Hollinghurst similarly uses pop music to nail the Swinging Sixties when free love could be mistaken for homosexuality.  Here's Dave pondering his unrequited love for a gay-friendly classmate at Oxford with whom he spends the night after getting high and listening to Cream's Disraeli Gears, track-by-track.

It was hard to see exactly where we were treading. My confusion in the shadowy time-lapse of thought and action, being truly stoned, as Nick said, muffled the dismay of rejection. It was somehow as if we’d had an affair, broken up and agreed to remain the best of friends, all in four minutes. In a few more seconds we might decide to get together again.

Once Nick gently rejects Dave, he encourages him to pursue his acting--which a critic for The Times has lauded for its "tireless brilliance"--as a sort of consolation prize for choking during his final exams at Oxford.

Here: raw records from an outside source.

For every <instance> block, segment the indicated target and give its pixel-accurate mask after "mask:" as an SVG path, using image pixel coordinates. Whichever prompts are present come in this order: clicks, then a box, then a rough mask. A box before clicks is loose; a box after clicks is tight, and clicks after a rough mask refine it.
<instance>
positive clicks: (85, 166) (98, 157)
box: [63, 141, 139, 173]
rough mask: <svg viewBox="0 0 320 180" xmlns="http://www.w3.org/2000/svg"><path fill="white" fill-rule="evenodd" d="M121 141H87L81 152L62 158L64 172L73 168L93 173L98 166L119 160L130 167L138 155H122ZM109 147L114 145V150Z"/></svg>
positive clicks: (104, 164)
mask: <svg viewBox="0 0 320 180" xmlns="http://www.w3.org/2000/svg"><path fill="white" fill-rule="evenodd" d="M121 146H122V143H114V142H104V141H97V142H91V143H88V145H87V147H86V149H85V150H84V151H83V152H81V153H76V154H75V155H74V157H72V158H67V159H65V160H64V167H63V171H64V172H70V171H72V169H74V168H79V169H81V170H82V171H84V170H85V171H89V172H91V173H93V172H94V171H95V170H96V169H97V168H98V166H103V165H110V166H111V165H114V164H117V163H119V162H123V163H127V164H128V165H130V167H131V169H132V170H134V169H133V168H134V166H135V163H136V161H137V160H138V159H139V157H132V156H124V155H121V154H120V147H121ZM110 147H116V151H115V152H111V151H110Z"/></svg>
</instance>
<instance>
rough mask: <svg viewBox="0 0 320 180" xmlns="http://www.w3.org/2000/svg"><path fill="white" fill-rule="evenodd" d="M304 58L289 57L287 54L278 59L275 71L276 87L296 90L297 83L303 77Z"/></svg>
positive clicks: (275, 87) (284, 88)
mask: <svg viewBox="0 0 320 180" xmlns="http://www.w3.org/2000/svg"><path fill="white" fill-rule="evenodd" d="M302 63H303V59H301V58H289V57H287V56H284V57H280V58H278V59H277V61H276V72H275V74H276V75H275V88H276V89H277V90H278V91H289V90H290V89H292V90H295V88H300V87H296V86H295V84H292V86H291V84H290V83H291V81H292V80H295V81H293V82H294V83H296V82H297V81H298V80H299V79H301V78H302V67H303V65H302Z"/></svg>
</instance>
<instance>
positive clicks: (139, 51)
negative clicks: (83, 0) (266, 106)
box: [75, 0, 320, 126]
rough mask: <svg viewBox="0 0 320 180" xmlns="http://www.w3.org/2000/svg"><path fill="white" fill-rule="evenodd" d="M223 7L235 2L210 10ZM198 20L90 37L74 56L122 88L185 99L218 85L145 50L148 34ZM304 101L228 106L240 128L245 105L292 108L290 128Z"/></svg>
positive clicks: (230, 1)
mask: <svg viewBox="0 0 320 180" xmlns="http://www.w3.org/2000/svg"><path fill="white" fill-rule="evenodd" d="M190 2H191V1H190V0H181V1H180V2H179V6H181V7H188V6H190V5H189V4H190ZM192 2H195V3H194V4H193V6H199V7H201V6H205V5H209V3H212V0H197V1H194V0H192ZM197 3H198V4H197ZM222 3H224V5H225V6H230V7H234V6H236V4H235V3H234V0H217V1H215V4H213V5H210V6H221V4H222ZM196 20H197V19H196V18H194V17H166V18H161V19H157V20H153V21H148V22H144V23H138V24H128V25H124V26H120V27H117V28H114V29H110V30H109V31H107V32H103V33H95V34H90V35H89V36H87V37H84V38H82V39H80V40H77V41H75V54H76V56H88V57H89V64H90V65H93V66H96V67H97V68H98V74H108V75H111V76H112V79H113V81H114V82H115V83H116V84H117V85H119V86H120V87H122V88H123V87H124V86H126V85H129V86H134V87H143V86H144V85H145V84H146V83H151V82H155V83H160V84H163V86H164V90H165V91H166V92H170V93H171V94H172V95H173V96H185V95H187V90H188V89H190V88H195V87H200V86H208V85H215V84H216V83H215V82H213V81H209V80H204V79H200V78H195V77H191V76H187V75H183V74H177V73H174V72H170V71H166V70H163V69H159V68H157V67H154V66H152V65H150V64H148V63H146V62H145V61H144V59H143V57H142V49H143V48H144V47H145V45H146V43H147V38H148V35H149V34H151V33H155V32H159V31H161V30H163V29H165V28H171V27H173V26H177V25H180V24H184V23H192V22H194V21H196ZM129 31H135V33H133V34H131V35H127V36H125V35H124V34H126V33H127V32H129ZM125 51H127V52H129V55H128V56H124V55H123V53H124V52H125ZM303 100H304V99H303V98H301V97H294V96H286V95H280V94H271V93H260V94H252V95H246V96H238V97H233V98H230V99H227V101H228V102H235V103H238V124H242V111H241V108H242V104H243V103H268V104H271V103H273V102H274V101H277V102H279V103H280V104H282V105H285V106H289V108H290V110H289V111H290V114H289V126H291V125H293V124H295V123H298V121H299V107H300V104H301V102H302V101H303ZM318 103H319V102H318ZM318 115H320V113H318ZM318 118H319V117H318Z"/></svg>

I said, ‘Have you noticed I don’t look much like, say, Alan Bates?’ and smiled, to soften my sharp tone. Sometimes Nick’s absolute unconsciousness of my appearance, my difference, a sort of ethical beauty in him, seemed to verge on a blander disregard for the whole problem.

Yet "a blander disregard for the whole problem" (i.e. white privilege in a nutshell), is better than the political alternative, which rears its ugly, ugly head by the novel's shattering end. Although Dave never makes racism the central issue of his life, the pandemic unleashes random forces that return it to the forefront.  Giles, who once characterized his house guest and school mate as "a brown bastard" finally wins the struggle for dominance that he began half a century earlier, in the shadow of colonialism.

"Plus ça change, plus c'est la même chose," as Elise might have said.